A metáfora do farol amarelo

   A eleição passada apresentou-se como um farol amarelo para o PT. O que Dilma fez foi acelerar o carro para não perder a vez. Comportamento questionável, mas é bom ressaltar que alguns assaltantes a aguardavam na esquina. Enfim, com um frio na barriga, ela passou o farol. Acontece que o fluxo de veículos nunca foi muito intenso nas ruas em que trafega e chegou a hora de brecar. Há um desconforto, os passageiros sentem o tranco, reclamam da inabilidade da motorista. Os assaltantes indignados correm atrás com seus revólveres em punho, mas estão a pé. A viagem é longa, helicópteros jogam pregos no asfalto, a motorista segue desviando. Aos poucos, o carro retoma seu ritmo normal, com as costumeiras rajadas de vento, devagar e sempre. Tentarei explicar esta metáfora.

   Sou mais otimista do que a maioria. O governo Dilma tem um projeto de país consubstanciado no PAC e nos programas sociais. O que alguns veem como voluntarismo da presidenta, para mim é propósito e virtude. Por força da disputa política acirradíssima, este projeto de governo nem sempre avança, mas isto não quer dizer que seja inconsistente. Para tocá-lo adiante, as principais variáveis econômicas e políticas estão dadas.

   No campo da política, a bolha do impeachment se esvaziou. A grande ameaça representada por Eduardo Cunha foi afastada. Temer e Renan (este também nas cordas) fazem jogo dúbio, mas qual a novidade nisso? O PMDB também engole seus sapos. Confusões no Congresso existirão sempre, mas o importante é que grandes jogadores do mercado tiraram o time de campo em relação ao golpe e tudo indica que o Cabo das Tormentas foi cruzado.

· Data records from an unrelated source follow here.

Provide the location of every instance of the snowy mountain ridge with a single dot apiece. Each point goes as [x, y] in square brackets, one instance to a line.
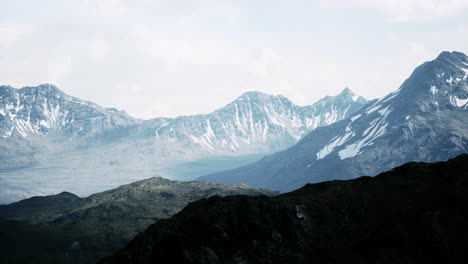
[426, 119]
[52, 142]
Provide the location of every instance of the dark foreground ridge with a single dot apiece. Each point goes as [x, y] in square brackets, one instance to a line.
[416, 213]
[64, 228]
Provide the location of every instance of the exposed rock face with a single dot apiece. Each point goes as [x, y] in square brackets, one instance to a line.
[51, 142]
[74, 230]
[415, 213]
[426, 119]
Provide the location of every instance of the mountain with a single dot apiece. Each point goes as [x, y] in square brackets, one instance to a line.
[426, 119]
[415, 213]
[64, 228]
[255, 122]
[51, 142]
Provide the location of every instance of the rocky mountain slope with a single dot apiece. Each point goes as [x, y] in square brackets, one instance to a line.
[51, 142]
[415, 213]
[64, 228]
[426, 119]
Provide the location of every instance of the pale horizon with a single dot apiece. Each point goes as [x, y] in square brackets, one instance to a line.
[158, 59]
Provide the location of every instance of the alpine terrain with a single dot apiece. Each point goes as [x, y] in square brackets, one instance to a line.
[52, 142]
[415, 213]
[426, 119]
[64, 228]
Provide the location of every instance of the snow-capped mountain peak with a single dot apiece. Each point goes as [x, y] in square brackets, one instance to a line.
[424, 120]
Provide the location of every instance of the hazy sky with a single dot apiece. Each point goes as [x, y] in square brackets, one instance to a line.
[178, 57]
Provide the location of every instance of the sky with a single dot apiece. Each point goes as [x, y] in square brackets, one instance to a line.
[155, 58]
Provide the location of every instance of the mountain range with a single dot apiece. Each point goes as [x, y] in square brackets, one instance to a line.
[426, 119]
[52, 142]
[415, 213]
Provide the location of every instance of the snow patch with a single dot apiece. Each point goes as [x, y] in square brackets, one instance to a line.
[459, 102]
[355, 117]
[373, 109]
[433, 90]
[449, 81]
[332, 144]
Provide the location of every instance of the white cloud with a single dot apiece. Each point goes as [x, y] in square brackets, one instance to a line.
[408, 10]
[159, 58]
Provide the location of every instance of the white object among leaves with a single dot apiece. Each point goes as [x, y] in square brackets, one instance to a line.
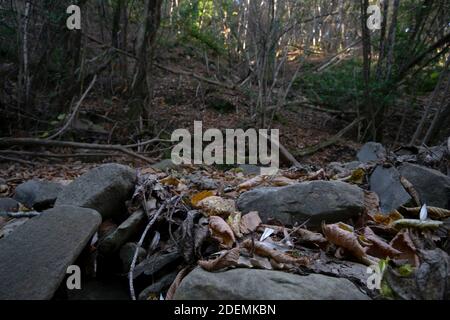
[423, 212]
[267, 233]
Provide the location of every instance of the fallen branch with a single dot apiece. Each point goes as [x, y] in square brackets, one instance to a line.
[139, 245]
[60, 156]
[18, 160]
[75, 111]
[18, 215]
[70, 144]
[329, 142]
[196, 76]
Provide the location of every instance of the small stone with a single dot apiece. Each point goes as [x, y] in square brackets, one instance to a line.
[38, 194]
[105, 189]
[129, 228]
[127, 253]
[371, 151]
[9, 205]
[432, 185]
[385, 182]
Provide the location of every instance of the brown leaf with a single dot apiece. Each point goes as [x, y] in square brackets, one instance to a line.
[371, 203]
[260, 249]
[222, 232]
[170, 181]
[234, 221]
[433, 212]
[403, 243]
[309, 236]
[250, 222]
[196, 198]
[411, 190]
[217, 206]
[253, 182]
[225, 260]
[345, 239]
[281, 181]
[379, 248]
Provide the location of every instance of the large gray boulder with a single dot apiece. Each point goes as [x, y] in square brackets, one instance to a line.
[251, 284]
[433, 186]
[35, 257]
[38, 194]
[385, 182]
[104, 189]
[127, 229]
[329, 201]
[371, 151]
[8, 205]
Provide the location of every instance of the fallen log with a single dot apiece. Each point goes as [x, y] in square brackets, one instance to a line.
[69, 144]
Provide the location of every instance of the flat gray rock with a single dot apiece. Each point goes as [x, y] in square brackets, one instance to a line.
[38, 194]
[8, 205]
[251, 284]
[432, 185]
[385, 182]
[371, 151]
[127, 229]
[329, 201]
[35, 257]
[105, 189]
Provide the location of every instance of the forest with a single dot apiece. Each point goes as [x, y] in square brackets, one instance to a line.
[96, 94]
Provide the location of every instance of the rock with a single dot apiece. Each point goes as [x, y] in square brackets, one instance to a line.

   Na economia, temos vários sinais positivos. Para vê-los, é preciso analisar o contexto sem as miudezas temporais do noticiário. O ajuste cambial segue em curso e a balança comercial, ainda que inicialmente fruto da queda das importações, registrou seu melhor valor desde 2012. E mesmo com esta necessária alta do dólar, a inflação tem viés de baixa para 2016. Não poderia ser diferente, pois os quase 10% deste ano são resultado da contenção dos preços administrados praticada no período pré-eleitoral, fato que não se repetirá. Em agosto, por exemplo, houve deflação de preços dos alimentos, segundo dados recentes da FGV. O considerável investimento estrangeiro direto, na casa dos US$ 60 bilhões, seguirá financiando parte importante de nosso deficit em contas correntes, uma vez que a crise econômica é grave em muitos países e, por mais que escondam, o Brasil parece promissor aos olhos da economia real estrangeira. Resta saber como se comportarão os juros, porém tudo leva a crer que a trajetória ascendente terá inflexão em sentido contrário a partir de agora. Com os juros caindo e o dólar subindo, o setor industrial deve sair dessa pasmaceira. Os empresários tenderão a realocar recursos estacionados no sistema financeiro para programas de investimento e, quem sabe, inovação. Com isso, os excelentes níveis de emprego anteriores se restabelecem.

   Dilma deve preservar ao máximo suas políticas sociais e fincar pé na educação. O pré-sal alcançou a casa de um milhão de barris diários. Embora os preços do petróleo estejam em baixa, a destinação dos royalties para educação será permanente a partir do ano que vem. Acredito que o mundo ainda vá consumir muito desta comodity chamada petróleo, mesmo que isto não seja tão maravilhoso sob outros aspectos.

   Tudo isso pode significar polianismo de minha parte, principalmente aos olhos de quem anda intoxicado com a fumaça ácida expelida pela midiazona, todos ressentidos com a derrota eleitoral. Aceito a pecha sem dor, afinal a todo ponto cabe um contraponto. Não espero um mar de rosas, pois persiste uma gravíssima crise mundial lá fora e aqui dentro o combate é renhido. De todo modo, tragédia é que não haverá. Enquanto isso, acompanho o final arrastado e melancólico deste terceiro turno eleitoral, ouço o ranger de dentes, vejo corpos que se estrebucham. Sigo tudo a uma certa distância, fora da caverna platônica, tudo na perspectiva de tempo mais largo que constrói a nossa história.